For Proactive work, I wrote a long term strategy in Word for the next 3 years, then a Medium term in the same document breaking down work for the next 12 months and anything for the next 3 months was planned out in Omnifocus and then either assigned to someone for delegation or assigned to me. I can see the final 3 months in MS Planner.

For Reactive work, a Ticket system is crucial to allow both self logging of issues by the users, and also the opportunity to self help by users. I used Sitehelpdesk, but SpiceWorks used to provide a free application https://www.spiceworks.com/ which included a ServiceDesk and some monitoring tools. Reactive work was completed and monitored within the ticketing system.

Note taking was in word docs at the time, but now I’d do it in something wiki style. Honestly, I never time tracked as it’s never worked for me.

I like to keep my work and personal system separate and all my personal is on my Mac and I too have a windows machine for work. It seems like that is your general approach. My work workflow is very similar to yours and have tried but have not extensively used any of the MS products on the Mac so I can’t say the experience will be the same on the M1.

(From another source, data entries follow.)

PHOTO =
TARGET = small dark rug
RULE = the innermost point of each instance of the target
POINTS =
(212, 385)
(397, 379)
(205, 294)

On windows, I too use Outlook and create tasks that come in via email and funnel those into ToDo. I also extensively use OneNote for meeting and project notes. I like to be able to create tasks from the OneNote integrations. I agree with @geoffaire that work is often broken into proactive and reactive work. For me the proactive also is broken into collaborative and non-collaborative work. For my job the proactive is the typical project plans. I could not get our organization to use anything like MS Project or Planner so I have done everything in OneNote and managed the tasks in ToDo. Tasks for others I tracked in my own system. I’ve looked at Planner and could see the benefits of it but only if it was collaborative. I felt it was overkill just for myself. I’m in a Software R&D org so most of the engineering staff use Atlassian’s Jira Software for managing their work. This is where most of the collobartive wok that needs to be tacked is done. There is no desire for another tool. There has been some recent changes so I’ve made some tracking and we are going to try and use it for project management.

From what I’ve seen you have a pretty common set up. I can’t offer much advice to change except if you want to try and consolidate on your M1 give the Outlook/OneNote/Todo combo a try.